AJAX (Asynchronous JavaScript and XML) is a technique used by websites to update parts of a page without reloading the whole page. This dynamic content loading makes it harder to scrape because the data doesn’t load like a static page. It’s loaded in the background via requests. To scrape AJAX websites, you need to find those requests and replicate them to get the data which is more complex than scraping static pages.

Q. How can I scrape AJAX content without using a browser?

You can scrape AJAX content without a browser by analyzing the website’s network traffic and finding the API endpoints it uses to load the data. You can use tools like Python’s requests library to make the same API calls and get the data. You just need to replicate the headers and request parameters correctly. But some websites require JavaScript rendering, in which case you need Selenium or headless browsers like Puppeteer to load and scrape the content entirely.

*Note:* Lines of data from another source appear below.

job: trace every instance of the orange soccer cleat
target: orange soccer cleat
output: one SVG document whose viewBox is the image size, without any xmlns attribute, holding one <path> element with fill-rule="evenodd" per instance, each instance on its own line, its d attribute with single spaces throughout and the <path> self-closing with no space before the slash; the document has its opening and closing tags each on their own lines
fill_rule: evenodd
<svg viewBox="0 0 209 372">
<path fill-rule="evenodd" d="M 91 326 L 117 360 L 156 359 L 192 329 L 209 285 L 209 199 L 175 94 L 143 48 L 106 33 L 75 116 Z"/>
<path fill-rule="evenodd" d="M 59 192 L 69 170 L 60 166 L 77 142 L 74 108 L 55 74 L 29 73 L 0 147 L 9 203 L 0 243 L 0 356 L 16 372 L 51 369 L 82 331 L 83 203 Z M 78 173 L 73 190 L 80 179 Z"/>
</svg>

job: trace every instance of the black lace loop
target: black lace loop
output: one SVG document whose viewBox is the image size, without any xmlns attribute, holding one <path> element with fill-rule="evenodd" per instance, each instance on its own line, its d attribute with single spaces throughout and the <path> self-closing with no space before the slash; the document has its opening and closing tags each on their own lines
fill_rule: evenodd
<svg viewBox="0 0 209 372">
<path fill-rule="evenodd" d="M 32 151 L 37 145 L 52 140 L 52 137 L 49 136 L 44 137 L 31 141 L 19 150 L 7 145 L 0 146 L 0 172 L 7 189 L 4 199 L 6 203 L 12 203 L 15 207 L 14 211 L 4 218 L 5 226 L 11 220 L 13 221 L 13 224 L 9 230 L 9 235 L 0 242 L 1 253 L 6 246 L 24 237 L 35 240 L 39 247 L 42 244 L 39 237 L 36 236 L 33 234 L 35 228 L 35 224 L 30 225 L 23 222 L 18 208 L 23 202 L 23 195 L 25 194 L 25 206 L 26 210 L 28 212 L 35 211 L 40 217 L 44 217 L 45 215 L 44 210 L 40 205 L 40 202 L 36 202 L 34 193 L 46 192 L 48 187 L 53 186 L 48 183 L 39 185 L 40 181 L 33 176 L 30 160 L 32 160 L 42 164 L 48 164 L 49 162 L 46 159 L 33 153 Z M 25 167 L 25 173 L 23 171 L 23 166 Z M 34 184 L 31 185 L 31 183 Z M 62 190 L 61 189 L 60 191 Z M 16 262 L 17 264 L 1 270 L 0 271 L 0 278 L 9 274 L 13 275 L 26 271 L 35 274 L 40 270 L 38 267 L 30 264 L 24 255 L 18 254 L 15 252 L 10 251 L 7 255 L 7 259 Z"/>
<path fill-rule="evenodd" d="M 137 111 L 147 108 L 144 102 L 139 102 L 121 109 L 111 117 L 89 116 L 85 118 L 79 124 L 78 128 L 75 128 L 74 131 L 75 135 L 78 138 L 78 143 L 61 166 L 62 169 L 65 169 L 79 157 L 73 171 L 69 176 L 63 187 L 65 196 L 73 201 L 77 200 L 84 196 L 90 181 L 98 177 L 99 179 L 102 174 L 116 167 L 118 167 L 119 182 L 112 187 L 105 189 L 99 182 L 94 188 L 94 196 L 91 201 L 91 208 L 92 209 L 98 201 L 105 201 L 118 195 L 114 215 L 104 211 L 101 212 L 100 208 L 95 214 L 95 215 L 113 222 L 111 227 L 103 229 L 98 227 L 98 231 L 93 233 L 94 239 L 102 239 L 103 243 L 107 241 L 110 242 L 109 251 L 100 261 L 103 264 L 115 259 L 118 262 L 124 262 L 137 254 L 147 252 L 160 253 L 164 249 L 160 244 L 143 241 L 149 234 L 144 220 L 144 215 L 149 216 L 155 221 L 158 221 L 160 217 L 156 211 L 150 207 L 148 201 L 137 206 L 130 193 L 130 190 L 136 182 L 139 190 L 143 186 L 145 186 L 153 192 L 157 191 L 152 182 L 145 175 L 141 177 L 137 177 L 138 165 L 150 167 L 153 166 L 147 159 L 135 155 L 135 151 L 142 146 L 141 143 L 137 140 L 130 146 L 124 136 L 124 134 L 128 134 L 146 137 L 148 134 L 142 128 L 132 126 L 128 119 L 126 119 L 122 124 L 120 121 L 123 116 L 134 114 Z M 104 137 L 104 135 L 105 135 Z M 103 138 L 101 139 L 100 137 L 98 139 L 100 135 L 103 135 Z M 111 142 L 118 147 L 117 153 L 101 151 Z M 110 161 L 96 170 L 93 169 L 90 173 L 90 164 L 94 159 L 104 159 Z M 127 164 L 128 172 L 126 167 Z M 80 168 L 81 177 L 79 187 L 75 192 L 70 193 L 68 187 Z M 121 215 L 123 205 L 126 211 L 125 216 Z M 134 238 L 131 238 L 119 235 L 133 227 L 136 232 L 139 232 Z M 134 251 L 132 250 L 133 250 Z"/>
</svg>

Q. How does Crawlbase Smart Proxy help in AJAX scraping?

Crawlbase Smart Proxy helps you scrape more efficiently by managing your IP addresses and bypassing CAPTCHAs and rate limits. It provides rotating proxies so your requests look like they are coming from different IPs, so you won’t get blocked or throttled while scraping AJAX data. This makes your scraping process more reliable, and you can get the data without interruptions.